Among those who spoke at Monday’s rally was Stratford singer-songwriter and environmental activist Loreena McKennitt, who called for a moratorium on the proposed Xinyi Canada Glass plant until area residents can have their questions and concerns about the project addressed. (Galen Simmons/The Beacon Herald)

A controversial proposal to build a float glass manufacturing facility in southwest Stratford continued to raise concerns from residents this week, including prominent Canadian musician Loreena McKennitt and local lawyer Paul Parlee.

McKennitt and Parlee submitted a letter to Mayor Dan Mathieson and the rest of city council Thursday evening that includes pointed questions about when local politicians debated the merits of the proposed factory and more specifically, the Minister’s Zoning Order requested from the Ministry of Municipal Affairs and Housing that helped pave the way for the potential $400 million development.

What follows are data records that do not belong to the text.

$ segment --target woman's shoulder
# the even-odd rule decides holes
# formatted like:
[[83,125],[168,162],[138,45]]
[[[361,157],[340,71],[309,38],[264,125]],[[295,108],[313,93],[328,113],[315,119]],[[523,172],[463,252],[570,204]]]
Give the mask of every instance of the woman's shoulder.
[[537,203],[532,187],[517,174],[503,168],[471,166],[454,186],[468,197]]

McKennitt and Parlee asked for a response from city council by Dec. 3 and asked for a moratorium on further activity related to the development “until these issues and others raised by the public have been thoroughly and transparently addressed.”

McKennitt, the Juno Award-winning musician who also owns and operates the Falstaff Family Centre in Stratford, spoke out publicly about her concerns at a local protest Monday, the same day the Beacon Herald published a story about how an Ontario Planning Act tool called a Minister’s Zoning Order was used to specifically designate land for the glass-making plant without the public consultation that is typically given to those types of planning decisions.

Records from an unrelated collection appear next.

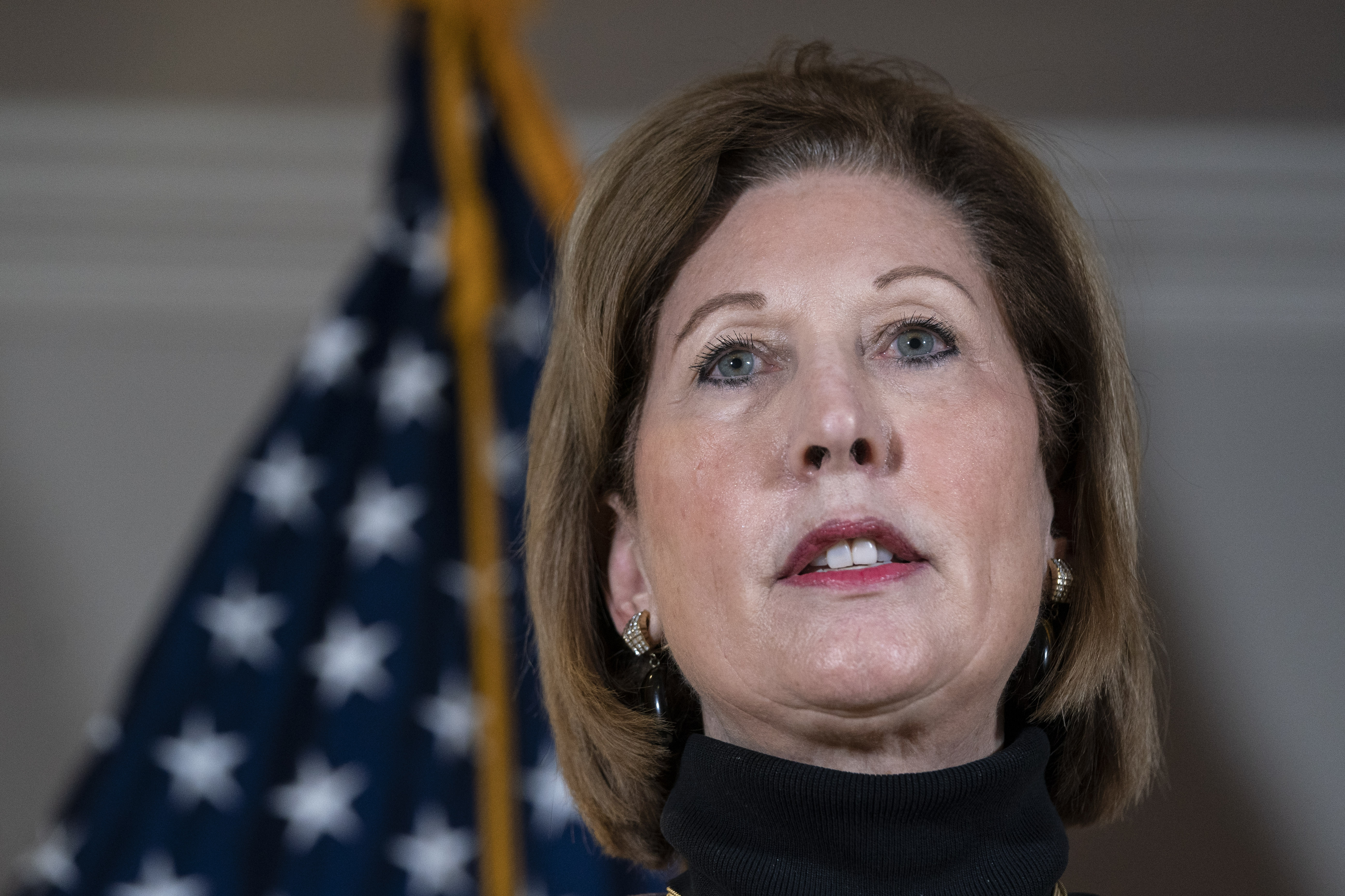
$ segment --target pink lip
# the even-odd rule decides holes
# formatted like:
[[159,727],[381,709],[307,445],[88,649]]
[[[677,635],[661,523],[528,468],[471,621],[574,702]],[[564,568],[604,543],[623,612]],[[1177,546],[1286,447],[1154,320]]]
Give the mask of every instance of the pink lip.
[[791,584],[799,588],[839,588],[853,591],[905,579],[908,575],[913,575],[927,566],[929,564],[924,560],[912,560],[908,563],[880,563],[876,567],[822,570],[820,572],[810,572],[807,575],[791,575],[787,579],[780,579],[780,584]]
[[[881,547],[892,551],[893,560],[898,560],[898,563],[880,563],[874,567],[861,567],[858,570],[827,570],[823,572],[810,572],[806,576],[799,575],[807,568],[812,557],[823,553],[842,539],[873,539]],[[866,520],[833,520],[808,532],[799,541],[798,547],[790,552],[790,559],[785,560],[779,578],[788,584],[831,587],[876,584],[911,575],[924,566],[923,560],[924,557],[916,553],[916,549],[911,547],[905,536],[897,532],[890,523],[877,517]]]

“I think I’m not alone as a citizen of the community that finds this unsettling,” McKennitt said Friday morning. “We now have two issues. One is the merits, or not, of the glass factory itself and now we’ve got the manner in which the file is handled. My attention now is turning to how the file is handled and what that means to our local democracy.”

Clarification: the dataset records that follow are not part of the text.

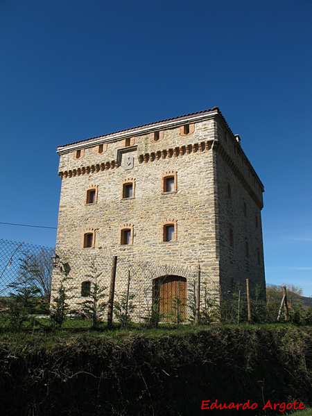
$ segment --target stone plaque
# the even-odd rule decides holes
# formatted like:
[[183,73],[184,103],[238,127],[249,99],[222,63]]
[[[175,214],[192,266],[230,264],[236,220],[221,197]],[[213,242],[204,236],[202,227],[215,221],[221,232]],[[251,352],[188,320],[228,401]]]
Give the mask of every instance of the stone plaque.
[[133,156],[123,156],[123,167],[125,169],[132,169],[133,168],[135,158]]

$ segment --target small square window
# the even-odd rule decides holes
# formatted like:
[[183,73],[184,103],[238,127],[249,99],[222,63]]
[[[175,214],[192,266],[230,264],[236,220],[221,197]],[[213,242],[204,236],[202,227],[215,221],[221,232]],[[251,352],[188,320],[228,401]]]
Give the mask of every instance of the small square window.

Parlee, a Stratford lawyer with a mixed practice who at one time belonged to a firm, Byers Kenny and Parlee, that did work for the city, said he shares concerns about how the development has moved forward.

“As more information became available to me, I became more and more concerned about the apparent total lack of transparency on the part of the city about this process,” Parlee said. “The (Minister’s Zoning Order) … is of concern. I don’t like that concept. Cutting out any public involvement in something this important is of concern.”

An infrastructure cost-sharing agreement between the city and the company behind the factory, Xinyi Canada Glass, was scheduled to be discussed at a special meeting of council last week, but politicians voted to defer that debate due to questions raised during a public participation meeting less than 24 hours earlier.

At council’s meeting on Monday, city CAO Joan Thomson said staff would publish additional information about the proposed cost-sharing agreement, along with answers to questions and concerns posed by residents, at some point in the near future. 

She did not say when council will discuss the cost-sharing agreement or other aspects of the Xinyi proposal in an open meeting.

“I am hopeful there will be a reasonable explanation to all these questions,” McKennitt said.